Monday, January 26, 2009

Staff Development

“I hope I die during an inservice, because the transition from life to death is more subtle.” - Anonymous (but obviously a teacher)

I actually wrote most of this chapter while attending an inservice.

I often wonder why I bothered going to college to get a teaching degree. Every year I have to sit and listen to someone tell me how to do my job when I could be spending that time actually doing my job.
I guess they didn’t teach me how to be a teacher at teacher school.
Maybe I should ask for a refund?

Actually, I do understand why we have to go to these “trainings”. As with any profession it is important to stay current in the latest strategies and as Bo Schembechler, the legendary football coach at the University of Michigan, once said, “You are either getting better or you’re getting left behind.” But understanding does not make it any less painful. A lot of times staff development feels like your sitting in Ferris Beuller’s economics class.....anyone…..anyone.

Staff development inservices often remind me of the fishing trips my neighbor and I used to take while growing up in Inola, Oklahoma. We would get off of the school bus and say “meet me in the front yard in five minutes”, run into the house, drop our books, grab our fishing poles and tackle boxes and head for a nearby pond. We could go in just about any direction and be fishing in 15 minutes.

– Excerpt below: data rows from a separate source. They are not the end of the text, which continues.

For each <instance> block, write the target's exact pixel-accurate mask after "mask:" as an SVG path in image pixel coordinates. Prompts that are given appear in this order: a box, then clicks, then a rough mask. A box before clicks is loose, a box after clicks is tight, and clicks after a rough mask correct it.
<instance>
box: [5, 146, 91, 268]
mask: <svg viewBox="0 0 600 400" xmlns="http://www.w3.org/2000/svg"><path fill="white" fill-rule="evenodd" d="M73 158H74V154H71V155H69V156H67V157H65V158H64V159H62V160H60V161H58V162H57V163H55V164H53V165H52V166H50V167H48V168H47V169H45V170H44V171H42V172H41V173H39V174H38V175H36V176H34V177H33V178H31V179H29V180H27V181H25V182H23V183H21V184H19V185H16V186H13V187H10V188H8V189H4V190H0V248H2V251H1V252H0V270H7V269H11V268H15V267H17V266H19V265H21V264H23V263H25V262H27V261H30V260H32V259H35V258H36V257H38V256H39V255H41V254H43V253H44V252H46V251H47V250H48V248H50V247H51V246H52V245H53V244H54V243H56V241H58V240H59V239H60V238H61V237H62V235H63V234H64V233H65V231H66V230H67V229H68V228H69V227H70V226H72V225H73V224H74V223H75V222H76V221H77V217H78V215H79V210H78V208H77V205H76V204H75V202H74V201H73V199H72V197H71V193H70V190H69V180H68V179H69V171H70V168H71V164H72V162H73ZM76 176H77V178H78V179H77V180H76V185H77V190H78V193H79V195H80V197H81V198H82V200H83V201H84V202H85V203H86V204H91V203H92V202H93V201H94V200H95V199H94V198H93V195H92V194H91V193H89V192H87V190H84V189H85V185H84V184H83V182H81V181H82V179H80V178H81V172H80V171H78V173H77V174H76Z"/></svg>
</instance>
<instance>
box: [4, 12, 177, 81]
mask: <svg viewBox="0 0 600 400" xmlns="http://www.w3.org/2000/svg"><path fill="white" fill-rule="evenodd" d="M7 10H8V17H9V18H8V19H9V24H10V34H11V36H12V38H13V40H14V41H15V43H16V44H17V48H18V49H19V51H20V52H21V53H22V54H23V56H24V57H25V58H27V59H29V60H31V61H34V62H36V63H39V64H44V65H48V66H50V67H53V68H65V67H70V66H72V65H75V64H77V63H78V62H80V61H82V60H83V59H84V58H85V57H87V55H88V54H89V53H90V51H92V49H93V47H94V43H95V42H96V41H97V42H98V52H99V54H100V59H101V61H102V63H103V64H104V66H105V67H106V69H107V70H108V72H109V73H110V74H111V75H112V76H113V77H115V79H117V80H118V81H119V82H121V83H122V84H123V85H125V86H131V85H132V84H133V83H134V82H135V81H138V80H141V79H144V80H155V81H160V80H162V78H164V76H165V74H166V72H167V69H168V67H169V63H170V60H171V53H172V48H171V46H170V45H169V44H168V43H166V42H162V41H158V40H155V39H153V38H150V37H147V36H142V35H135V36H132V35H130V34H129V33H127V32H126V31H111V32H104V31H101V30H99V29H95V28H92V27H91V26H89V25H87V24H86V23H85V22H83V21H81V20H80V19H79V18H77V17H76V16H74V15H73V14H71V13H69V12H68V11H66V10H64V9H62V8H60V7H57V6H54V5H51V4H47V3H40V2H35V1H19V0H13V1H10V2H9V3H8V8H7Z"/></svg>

Sometimes the fishing trips were great. We caught lots of fish. Sometimes the trip wasn’t as productive but we still had a good time just hanging out together and enjoying the day. Then there were the trips that nothing seemed to go right. Broken poles, lost wallets, caught in the rain or stepped in manure on the way to the pond.

After teaching for a few years and having to attend “staff development”, I began to realize that it was a lot like those high school fishing trips. Sometimes it was a great experience. I caught a lot of great ideas that I could use instantly in my class. Some were just big steaming piles of manure.

One thing I’ve noticed about manure, having stepped in a lot of it over the years. Every pile of manure contains a little seed. We would pass by one of those piles a few weeks later on a different fishing trip and the grass where that pile was would always be a little greener, having been enriched by the fertilizer and there might even be new plants growing there that were not originally there. A product of the seeds in the manure.

So I guess some good can come even out of the worst of things…….but I still don’t like having to step through all the bull-shit.